The latest round of interest-rate cuts came as Treasury Secretary G. William Miller indicated the Carter administration may dismantle its credit controls program within a few months. Speaking at a banking conference in New Orleans, Miller said "my own feeling is that in the coming next few months it will be dismantled."
Miller cautioned, however, that President Carter hasn't commited himself to ending the controls program.
Following Chase's lead were Morgan Guaranty Trust Co. of New York the country's fifth-largest bank, and No. 13, Marine Midland Bank of Buffalo, N.Y. A number of smaller banks, including Manufacturers Bank of Los Angeles, also moved to 13 percent.
Meanwhile, the vice chairman off Manufacturers Haover Trust Co. predicted the prime rate would fall to between 10 and 11 percent by the end of the year.

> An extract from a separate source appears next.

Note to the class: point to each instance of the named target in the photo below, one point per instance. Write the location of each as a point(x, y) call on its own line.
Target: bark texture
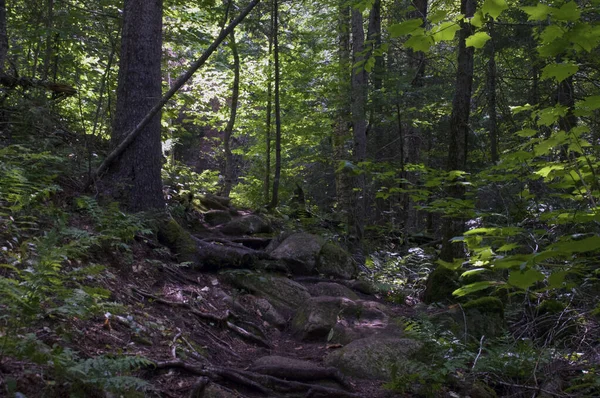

John R. Torell III, in a meeting with reporters at the bank's New York headquarters, said he expects corporate loan demand to be flat for the rest of 1980, which will bring added pressures for further prime rate reductions. Manufacturers Hanover, however, didn't reduce its rate yesterday from 14 percent.
The last time the prime was 13 percent was Sept. 20, shortly before the Federal Reserve Board initiated the first in a series of credit-tightening measures that spurred an unprecedented upward spiral in the prime rate.
The prime is the base rate that banks charge on short-term loans to their most creditworthy corporate customers, while loans to most other businesses are set one or more percentage points above the prime.
The prime doesn't apply to consumer loans such as auto or home mortgage loans, but it is considered a key barometer of trends in all kinds of interest rates. When the prime changes, other rates -- including consumer loan rates -- usually follow.
Since the prime peaked at 20 percent in early April, banks have been lowering their rates as the emerging recession prompted businesses to cut back on borrowing and open-market interest rates plunged. When those rates fall, the banks' cost of lending does, too, because many of the funds they lend are acquired in the money markets.
Banks, for example, will be paying 8.415 percent interest on six-month money market certificates issued today and had been paying as little as 7.753 percent on certificates issued earlier. Those rates compare with a peak of 15.7 percent reached in late March.
The six-month savings certificates, issued in minimum amounts of $10,000, are a significant source of lending and investing funds for banks.
Banks also are paying less to borrow money from other banks. The interest rate on federal funds -- which are uncommitted reserves that banks lend one another on an overnight basis -- has hovered between 10.5 percent and 11.5 percent this week, down from a peak of about 18 percent in March.